The price hikes take into account the prospect of a further increase in costs and the months-long waitlist. According to Tesla’s Chief Finance Officer (CFO), Zachary Kirkhorn, the current cost structure is 10% to 15%, dependent on the swings in prices of key raw materials. The price hikes also come at a time when the automaker is planning to cut 10% of its workforce.
Rising Raw Material Costs
According to Reuters, the electric car giant raised prices as the costs for aluminum and lithium used in cars, along with batteries, have increased significantly. In addition, the automaker is struggling to source chips and other supplies crucial to the production chain due to industry-wide shortages. Elon Musk has previously reiterated the need for carmakers to get into the lithium business to try and keep the price of the key raw material low.
According to Musk, despite posting record profits in the last quarter, the hikes are not unreasonable.

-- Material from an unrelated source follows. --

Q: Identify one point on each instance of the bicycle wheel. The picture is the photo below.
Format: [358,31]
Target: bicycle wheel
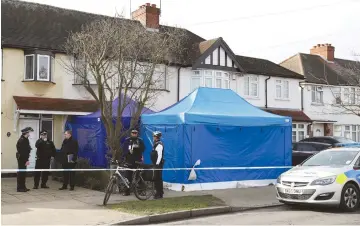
[143,190]
[109,189]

The new prices take into account the anticipated supplier and logistics cost growth expected to happen over the next six to 12 months.
Credit Suisse (CS) has already raised concerns that the price hikes could destroy demand. Nevertheless, Rivian Automotive (RIVN) CFO, Claire McDonough, has said that customers are opting for the most high-end models amid the price rise.
Wall Street’s Take
Wedbush analyst Daniel Ives has reiterated a Buy rating on Tesla with a $1,000 price target, implying a 56.6% upside potential. Yesterday’s all-hands Twitter shareholders meeting could shed more light on the proposed $44 billion takeover of the social media giant. Delays in the proposed takeover have weighed significantly on Tesla stock.
The Street is optimistic about Tesla stock going by the Moderate Buy consensus rating based on 16 Buys, eight Holds, and six Sell ratings. The average Tesla price forecast of $917.1 implies a 43.6% upside potential from current levels.
Bloggers’ Opinion
TipRanks data shows that financial bloggers’ opinions are 74% Bullish on Tesla, compared to a sector average of 68%.
Key Takeaway
The decision to hike car prices could help safeguard Tesla’s profit margins amid rising production costs. However, the hikes could also affect demand for high-end cars amid runaway inflationary pressures worldwide.